1983 to 1988 THE ADJUSTMENT PERIOD
The period from 1983 to 1988 turned out to be a trial and adjustment period. Growth in terms of number of cooperatives and members slowed down a bit. Evidently, the intervening events from the assassination of Senator Benigno Aquino, Jr. in 1983 to the EDSA Revolution in 1986: had affected both the momentum of the program and the morale of the leadership of the transport cooperative movement. Considering that the program was a brainchild of former President Marcos, not a few incoming political leaders eyed with suspicion the intent behind its establishment and its closeness to the Marcoses. It was to take some time before the soothing out of feelings was to be achieved, and not until after the cooperatives themselves have shown their non-partisan character and their faithful adherence to the cooperative philosophy and tenets.

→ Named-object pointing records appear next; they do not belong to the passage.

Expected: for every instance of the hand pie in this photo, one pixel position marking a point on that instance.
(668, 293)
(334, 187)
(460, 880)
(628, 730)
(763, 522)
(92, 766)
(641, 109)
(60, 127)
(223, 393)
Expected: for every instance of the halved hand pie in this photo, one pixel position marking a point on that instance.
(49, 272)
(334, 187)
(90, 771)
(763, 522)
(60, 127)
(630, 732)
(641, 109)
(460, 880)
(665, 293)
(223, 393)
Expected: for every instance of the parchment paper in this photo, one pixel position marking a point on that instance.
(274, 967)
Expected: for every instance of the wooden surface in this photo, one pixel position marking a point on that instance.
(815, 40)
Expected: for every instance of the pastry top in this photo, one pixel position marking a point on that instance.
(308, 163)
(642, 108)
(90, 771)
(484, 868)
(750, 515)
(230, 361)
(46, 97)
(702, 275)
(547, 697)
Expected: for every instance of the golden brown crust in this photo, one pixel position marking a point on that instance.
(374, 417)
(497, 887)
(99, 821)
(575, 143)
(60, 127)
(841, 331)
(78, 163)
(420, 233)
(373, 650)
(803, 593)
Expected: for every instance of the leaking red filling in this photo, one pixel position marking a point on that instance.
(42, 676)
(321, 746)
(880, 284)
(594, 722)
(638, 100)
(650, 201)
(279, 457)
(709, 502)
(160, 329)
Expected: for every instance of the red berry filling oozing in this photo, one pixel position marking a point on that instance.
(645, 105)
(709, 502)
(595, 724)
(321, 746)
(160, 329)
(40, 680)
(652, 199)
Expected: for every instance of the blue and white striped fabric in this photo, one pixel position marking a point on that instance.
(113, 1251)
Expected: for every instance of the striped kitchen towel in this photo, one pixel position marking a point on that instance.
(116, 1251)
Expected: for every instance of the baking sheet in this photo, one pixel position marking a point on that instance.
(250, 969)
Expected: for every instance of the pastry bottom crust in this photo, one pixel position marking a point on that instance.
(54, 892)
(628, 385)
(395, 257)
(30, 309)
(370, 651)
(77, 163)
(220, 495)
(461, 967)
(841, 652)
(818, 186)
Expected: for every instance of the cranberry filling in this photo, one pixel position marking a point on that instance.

During the same period, however, specifically in 1985, OTC was able to put in place a more permanent foundation for a sustainable cooperative foundation for a sustainable cooperative program for the transport workers. DOTC approved and OTC promulgated Administrative Order No. 85-001 setting comprehensive guidelines for the promotion, organization, registration, supervision, regulation and development of transport cooperatives. But it also took sometimes for the existing cooperatives to adjust their organization and operations to some structural changes contemplated in this issuance.
A management staff separate from the Board of Directors could not be hired by some cooperatives which felt that the salaries for the staff would be a big drain from their resources. Those who were able to adjust, however, generally grew to be more stable and economically progressive as full-time attention by professional managers was now given to their cooperative enterprises.